Generalizzando i risultati, la mancata volontà a stipulare polizze può essere causata da fattori legati sia alla natura del bene da assicurare, che al mercato assicurativo. Per quanto riguarda il primo aspetto, sicuramente i bassi redditi derivanti dall’attività selvicolturale costituiscono un disincentivo a sostenere i costi legati alla stipula di una assicurazione, soprattutto per i proprietari privati. La promozione della pianificazione di area vasta e della certificazione forestale sono strumenti che potrebbero garantire una corretta gestione dei boschi e aumentare il valore dei beni e servizi forestali. Tali strumenti possono inoltre contribuire a sostenere un investimento assicurativo da parte dei proprietari/gestori forestali. A livello normativo un importante contributo alla promozione di questi strumenti è stato fornito dal “Testo Unico in materia di foreste e filiere forestali” - Tuff (D.lgs. 34 del 2018), che recentemente ha approvato la Strategia forestale nazionale, per mezzo della quale sono stati definiti gli indirizzi nazionali per la tutela del patrimonio forestale nazionale e la valorizzazione del settore forestale e delle filiere produttive.
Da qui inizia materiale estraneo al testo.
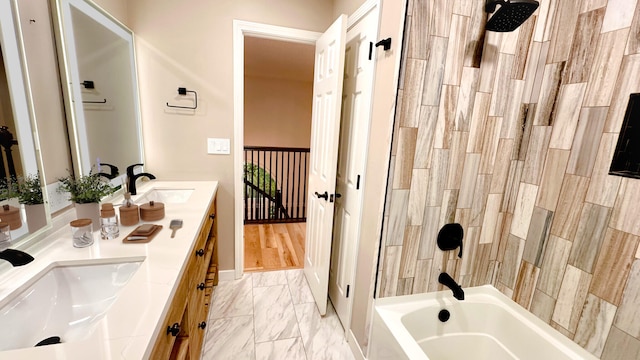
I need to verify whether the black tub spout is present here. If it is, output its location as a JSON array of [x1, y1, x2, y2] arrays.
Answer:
[[438, 272, 464, 300]]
I sussidi pubblici assumono un ruolo controverso nei confronti delle assicurazioni forestali: se da una parte rappresentano, infatti, un importante strumento di adattamento ai cambiamenti climatici, fornendo ai proprietari un indennizzo per le perdite legate al verificarsi di eventi climatici avversi, risultano tuttavia un fattore che inibisce lo sviluppo del mercato assicurativo, poiché sono percepiti come strumenti alternativi e non complementari ad esso.
Per quanto riguarda il mercato assicurativo, infine, è da rilevare l’assenza di efficaci azioni di marketing.
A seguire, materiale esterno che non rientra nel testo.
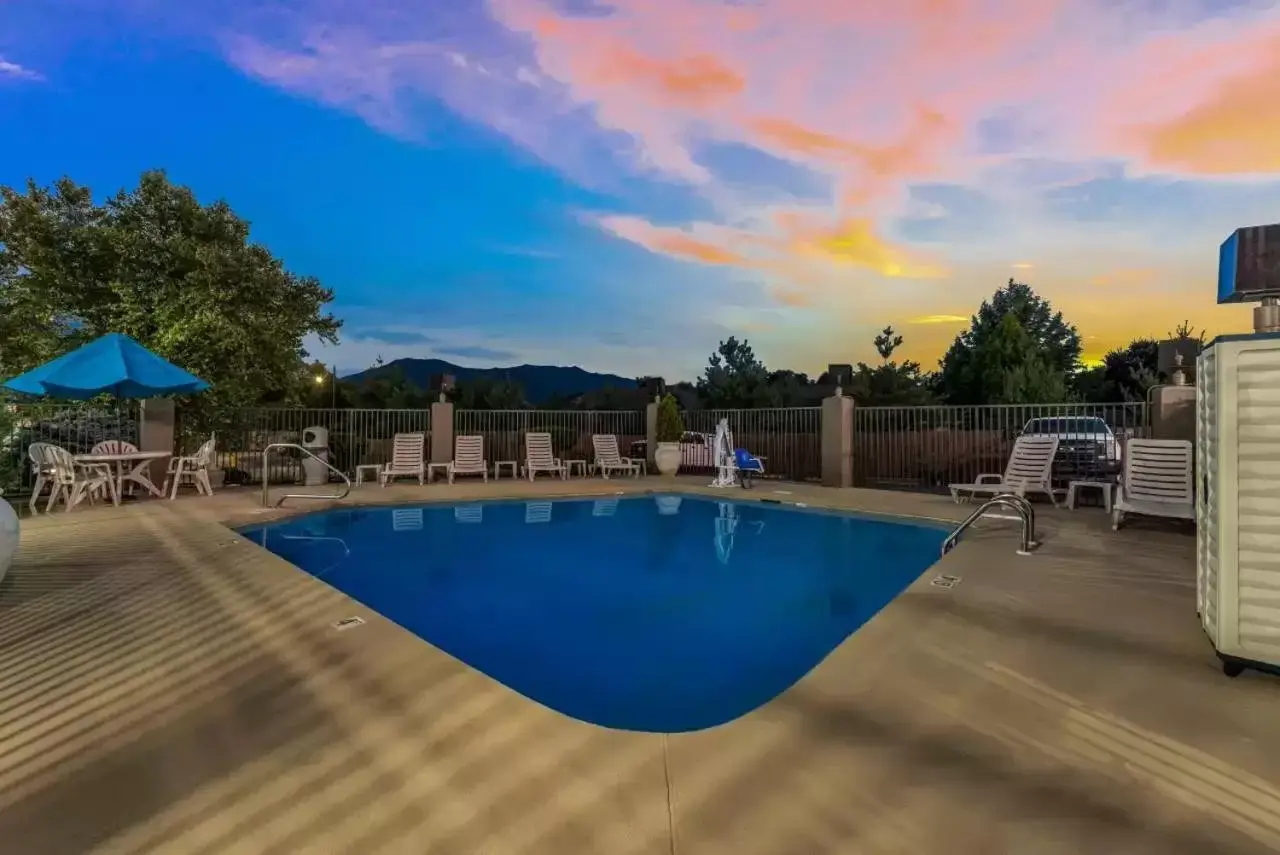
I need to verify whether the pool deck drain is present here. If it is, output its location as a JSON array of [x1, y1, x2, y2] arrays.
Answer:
[[0, 477, 1280, 855]]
Per i motivi esposti, gli sviluppi futuri della ricerca dovrebbero essere focalizzati all’integrazione del campione di intervistati, all’analisi di dettaglio delle caratteristiche della domanda e alla valutazione delle possibili strategie atte a favorire una maggior diffusione di strumenti di gestione del rischio in ambito forestale.